- Poster used to advertise the original Off-Broadway (2010) and Los Angeles (2013) runs of The Deep Throat Sex Scandal
- Written by: David Bertolino
- Genre: Romantic comedy, drama

Premiere
- Date: May 10, 2010
- Place: Bleecker Street Theater

= The Deep Throat Sex Scandal =

American play

The Deep Throat Sex Scandal is an American play by David Bertolino. It follows the life and career of Harry Reems as he enters the pornography industry, eventually filming Deep Throat opposite Linda Lovelace, and its resultant infamy and obscenity trial in Memphis, Tennessee.

The play originally was produced Off-Broadway at the 45 Bleecker Street theatre. Previews began September 17, 2010 with Malcolm Madera as Reems and Lori Gardner as Lovelace for director Jerry Douglas. Bertolino also served as producer. Additional cast members include Graham Stuart Allen, Frank Blocker, Stephen Hope, John-Charles Kelly, Rita Rehn and Zach Wegner.

Production Stage Manager: Ernie Fimbres, Assistant Stage Manager: Jeremy Neal, Set Design: Josh Iacovelli, Wardrobe: Jeffrey Wallach, Lighting Design: Graham Kindred, Sound Design: Phillip Rudy.

It opened October 10, 2010, and abruptly closed two days later following a dispute with the venue's landlord.

==Los Angeles production (2013)==
Bertolino transferred the production to Los Angeles in 2013. Following one week of previews, it opened on January 31, 2013, and ran through April 14. Douglas returned to direct. Blocker was the only cast member to reprise his roles from the New York production. Marc Ginsburg and Natasha Charles Parker were cast as Reems and Lovelace, respectively, joining Brett Aune, Michael Rachlis, Bart Tangredi and Alec Tomkiw. Frank Blocker reprised his role as DA Larry Parrish, the only original cast member from the New York production. Adult-film actors Herschel Savage and Veronica Hart joined to generate additional interest among porn fans; Bertolino also arranged for a recurring series of celebrity cameos: Sally Kirkland, Bruce Vilanch, Christopher Knight and adult actors Nina Hartley, Hyapatia Lee, Jasmin St. Claire, Rebecca Bardoux William Margold, and Alana Evans are among those who appeared during the show's run.
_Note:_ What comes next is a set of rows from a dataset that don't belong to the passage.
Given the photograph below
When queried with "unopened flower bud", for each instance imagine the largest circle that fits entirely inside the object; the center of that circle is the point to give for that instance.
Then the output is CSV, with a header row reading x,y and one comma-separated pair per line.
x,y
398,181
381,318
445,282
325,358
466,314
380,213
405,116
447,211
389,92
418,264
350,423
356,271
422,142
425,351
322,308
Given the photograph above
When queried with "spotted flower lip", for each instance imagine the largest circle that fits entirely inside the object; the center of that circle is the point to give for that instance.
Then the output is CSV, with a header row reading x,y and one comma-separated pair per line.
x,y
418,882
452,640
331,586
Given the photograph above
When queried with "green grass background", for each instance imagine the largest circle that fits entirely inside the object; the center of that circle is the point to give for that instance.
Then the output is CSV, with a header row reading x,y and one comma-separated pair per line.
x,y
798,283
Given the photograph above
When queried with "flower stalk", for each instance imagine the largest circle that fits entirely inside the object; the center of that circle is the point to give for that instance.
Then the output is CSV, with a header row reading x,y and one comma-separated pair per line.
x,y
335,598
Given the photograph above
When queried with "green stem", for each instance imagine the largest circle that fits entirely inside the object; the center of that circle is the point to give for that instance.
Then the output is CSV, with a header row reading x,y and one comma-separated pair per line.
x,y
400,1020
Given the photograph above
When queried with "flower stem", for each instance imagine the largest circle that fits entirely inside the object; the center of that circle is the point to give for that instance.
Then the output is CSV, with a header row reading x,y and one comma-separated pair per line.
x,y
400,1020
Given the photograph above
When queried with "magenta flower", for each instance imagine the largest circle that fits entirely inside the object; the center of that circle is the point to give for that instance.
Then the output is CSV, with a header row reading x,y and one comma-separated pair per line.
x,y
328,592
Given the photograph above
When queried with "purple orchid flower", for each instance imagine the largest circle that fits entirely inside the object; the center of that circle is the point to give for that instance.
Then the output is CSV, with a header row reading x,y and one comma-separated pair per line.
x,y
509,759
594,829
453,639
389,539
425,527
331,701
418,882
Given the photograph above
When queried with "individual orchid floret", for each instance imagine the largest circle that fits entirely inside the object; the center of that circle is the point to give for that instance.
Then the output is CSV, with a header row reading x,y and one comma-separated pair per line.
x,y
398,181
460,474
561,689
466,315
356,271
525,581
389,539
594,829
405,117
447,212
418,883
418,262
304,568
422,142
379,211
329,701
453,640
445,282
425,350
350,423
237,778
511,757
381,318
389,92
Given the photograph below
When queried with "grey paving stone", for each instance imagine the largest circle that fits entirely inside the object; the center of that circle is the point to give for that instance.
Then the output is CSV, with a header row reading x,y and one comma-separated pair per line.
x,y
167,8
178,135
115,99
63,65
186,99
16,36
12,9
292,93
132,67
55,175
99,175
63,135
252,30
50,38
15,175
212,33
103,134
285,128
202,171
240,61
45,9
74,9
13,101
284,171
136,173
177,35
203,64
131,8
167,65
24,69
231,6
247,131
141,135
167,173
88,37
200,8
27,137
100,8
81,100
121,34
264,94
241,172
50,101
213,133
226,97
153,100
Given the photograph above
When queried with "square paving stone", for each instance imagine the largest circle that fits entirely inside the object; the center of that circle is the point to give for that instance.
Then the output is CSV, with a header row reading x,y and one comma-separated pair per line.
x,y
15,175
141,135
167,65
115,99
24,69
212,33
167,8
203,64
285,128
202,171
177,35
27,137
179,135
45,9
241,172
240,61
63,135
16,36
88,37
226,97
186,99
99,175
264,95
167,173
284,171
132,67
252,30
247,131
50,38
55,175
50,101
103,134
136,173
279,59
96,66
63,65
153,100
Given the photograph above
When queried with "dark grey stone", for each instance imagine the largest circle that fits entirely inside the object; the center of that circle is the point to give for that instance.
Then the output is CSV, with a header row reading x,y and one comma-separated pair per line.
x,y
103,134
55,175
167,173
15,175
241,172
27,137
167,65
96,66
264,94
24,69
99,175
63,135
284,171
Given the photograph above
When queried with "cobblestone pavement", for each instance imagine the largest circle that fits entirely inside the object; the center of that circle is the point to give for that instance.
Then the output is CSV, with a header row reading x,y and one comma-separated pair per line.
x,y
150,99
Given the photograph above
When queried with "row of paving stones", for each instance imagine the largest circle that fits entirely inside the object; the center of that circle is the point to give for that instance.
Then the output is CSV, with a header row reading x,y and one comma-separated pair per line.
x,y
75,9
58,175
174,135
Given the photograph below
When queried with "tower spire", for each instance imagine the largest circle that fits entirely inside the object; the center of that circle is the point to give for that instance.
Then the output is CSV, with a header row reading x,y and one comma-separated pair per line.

Reems died during the Los Angeles run of The Deep Throat Sex Scandal, and his passing was noted by the production.

The Los Angeles production received a 75-percent "bittersweet" rating from an aggregate of 12 reviews on Bitter Lemons.

==Movie version (2013-)==
Following the closure of the Los Angeles production, Bertolino announced his intentions to produce a movie version of his play through an Indiegogo crowdfunding campaign. At the campaign's conclusion, he had raised more than $25,000, meeting his original goals.